Algorithms – Asymptotic Behavior of the Recurrence $T(n)=4T(\frac{n}{2})+n^2$ Using Substitution Method

Question

I am trying to solve a recurrence by using substitution method. The recurrence relation is:
$$T(n)=4T\left(\frac{n}{2}\right)+n^2$$
My guess is $T(n)$ is $\Theta (n\log n)$ (and I am sure about it because of master theorem), and to find an upper bound, I use induction. I tried to show that $T(n)\leq cn^{2}\log n$ but that did not work, I got $T(n)\leq cn^{2}\log n+n^{2}$. Then I tried to show that, if $T(n)\leq c_{1}n^{2}\log n-c_{2}n^{2}$, then it is also $O(n^{2}\log n)$, but that also did not work and I got $T(n)\leq c_{1}n^{2}\log(n/2)-c_{2}n^{2}+n^{2}$. What trick can I do to show that?
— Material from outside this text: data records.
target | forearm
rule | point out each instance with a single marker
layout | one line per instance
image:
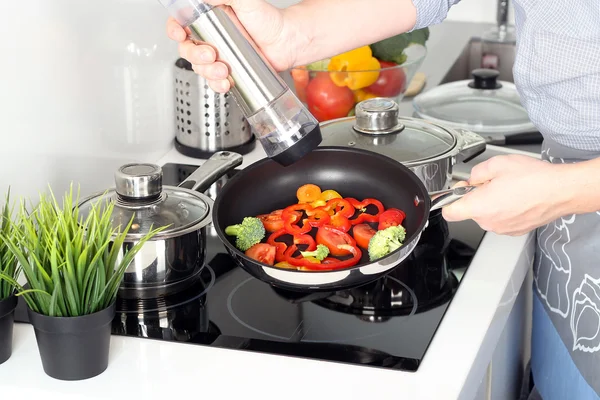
(335, 26)
(582, 187)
Thanks

Answer 1

If $T(\frac{n}{2}) \leq c(\frac{n}{2})^2\log_2(\frac{n}{2})+T(1)$, then \begin{align} T(n)=4T\left(\frac{n}{2}\right)+n^2 & \leq 4c\left(\frac{n}{2}\right)^2\log_2\left(\frac{n}{2}\right)+4T(1)+n^2 \\ &=cn^2\log_2(n)-cn^2+4T(1)+n^2 \\ &\leq cn^2\log_2(n)+T(1) \end{align} for $c \geq 1+3T(1)$.